Kernkabinet bereikt laatste akkoord van het jaar: duidelijkheid over btw-verhoging afhaalmaaltijden en centenindex

Afgelopen nacht, net voor het kerstreces, heeft het kernkabinet van de regering-De Wever de laatste politieke twistpunten van het jaar weggewerkt. De topministers bereikten een definitief akkoord over de programmawet, die de praktische uitvoering regelt van het grotere begrotingsakkoord dat eind november werd gesloten. Daarbij is vooral duidelijkheid geschept over twee hete hangijzers: de exacte regels rond de btw-verhoging voor afhaalmaaltijden en de timing van de ingreep in de loonindexering.


Key takeaways

  • Het kernkabinet heeft een akkoord bereikt over enkele onduidelijkheden uit de meerjarenbegroting van eind november.
  • Zo is beslist dat de btw-verhoging voor afhaalmaaltijden ook geldt in de supermarkt, maar enkel op zaken met een houdbaarheidsdatum van minder dan twee dagen.
  • Daarnaast is ook beslist dat de centenindex pas na maart zal ingaan.

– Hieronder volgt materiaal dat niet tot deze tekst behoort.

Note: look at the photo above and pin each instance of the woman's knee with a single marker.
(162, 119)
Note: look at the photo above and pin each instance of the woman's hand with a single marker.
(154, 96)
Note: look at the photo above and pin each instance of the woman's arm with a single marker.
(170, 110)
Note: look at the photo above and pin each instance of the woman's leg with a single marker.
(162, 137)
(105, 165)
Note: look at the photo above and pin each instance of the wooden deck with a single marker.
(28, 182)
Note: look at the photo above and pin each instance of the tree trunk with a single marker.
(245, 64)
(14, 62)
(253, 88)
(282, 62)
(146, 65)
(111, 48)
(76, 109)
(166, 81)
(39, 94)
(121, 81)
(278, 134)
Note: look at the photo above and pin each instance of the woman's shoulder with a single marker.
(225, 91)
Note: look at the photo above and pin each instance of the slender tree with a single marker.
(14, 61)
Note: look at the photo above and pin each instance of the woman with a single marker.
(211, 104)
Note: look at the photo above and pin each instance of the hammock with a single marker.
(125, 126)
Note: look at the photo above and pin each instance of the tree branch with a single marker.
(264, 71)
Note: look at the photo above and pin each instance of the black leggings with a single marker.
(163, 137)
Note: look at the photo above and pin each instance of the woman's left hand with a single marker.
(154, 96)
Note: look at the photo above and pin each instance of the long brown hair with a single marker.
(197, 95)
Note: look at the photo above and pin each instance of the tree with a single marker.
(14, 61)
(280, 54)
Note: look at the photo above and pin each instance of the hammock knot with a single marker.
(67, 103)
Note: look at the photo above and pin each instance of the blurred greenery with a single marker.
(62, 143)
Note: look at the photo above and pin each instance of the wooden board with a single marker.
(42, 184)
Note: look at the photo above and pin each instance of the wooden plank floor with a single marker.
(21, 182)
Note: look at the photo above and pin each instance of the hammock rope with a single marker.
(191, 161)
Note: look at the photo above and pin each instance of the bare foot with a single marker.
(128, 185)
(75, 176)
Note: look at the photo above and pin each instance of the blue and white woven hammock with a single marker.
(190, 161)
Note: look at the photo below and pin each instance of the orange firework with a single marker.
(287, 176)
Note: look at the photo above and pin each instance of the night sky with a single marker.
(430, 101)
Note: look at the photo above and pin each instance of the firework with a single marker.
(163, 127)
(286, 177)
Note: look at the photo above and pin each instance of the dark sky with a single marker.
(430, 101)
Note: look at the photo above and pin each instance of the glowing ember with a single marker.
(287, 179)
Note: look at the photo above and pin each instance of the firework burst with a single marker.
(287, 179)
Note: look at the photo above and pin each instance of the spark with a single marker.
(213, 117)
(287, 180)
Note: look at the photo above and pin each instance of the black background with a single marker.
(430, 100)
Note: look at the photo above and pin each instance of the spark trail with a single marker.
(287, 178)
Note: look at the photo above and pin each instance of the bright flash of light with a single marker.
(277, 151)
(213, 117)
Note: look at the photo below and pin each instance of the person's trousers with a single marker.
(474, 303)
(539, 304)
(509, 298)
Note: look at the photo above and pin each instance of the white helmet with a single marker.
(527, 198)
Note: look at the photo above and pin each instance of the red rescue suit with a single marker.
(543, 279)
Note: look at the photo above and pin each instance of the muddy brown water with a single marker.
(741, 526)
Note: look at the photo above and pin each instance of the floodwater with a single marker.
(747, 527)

Hoewel de regering-De Wever in de vroege uurtjes van 24 november al een meerjarenbegroting afklopte met een besparingsoefening van 9,2 miljard euro, bleven er de afgelopen weken nog verschillende ‘losse eindjes’ over. Het ging niet meer over de grote lijnen, maar wel over de technische vertaling van de maatregelen in wetteksten.

Afhaalmaaltijden

Een van de meest besproken maatregelen was de btw-verhoging op afhaalmaaltijden van 6 naar 12 procent. Het principe was beslist, maar de definitie van wat nu precies als een ‘afhaalmaaltijd’ beschouwd wordt, zorgde voor discussie. De regering wilde vermijden dat basisvoedingsmiddelen onbedoeld duurder zouden worden.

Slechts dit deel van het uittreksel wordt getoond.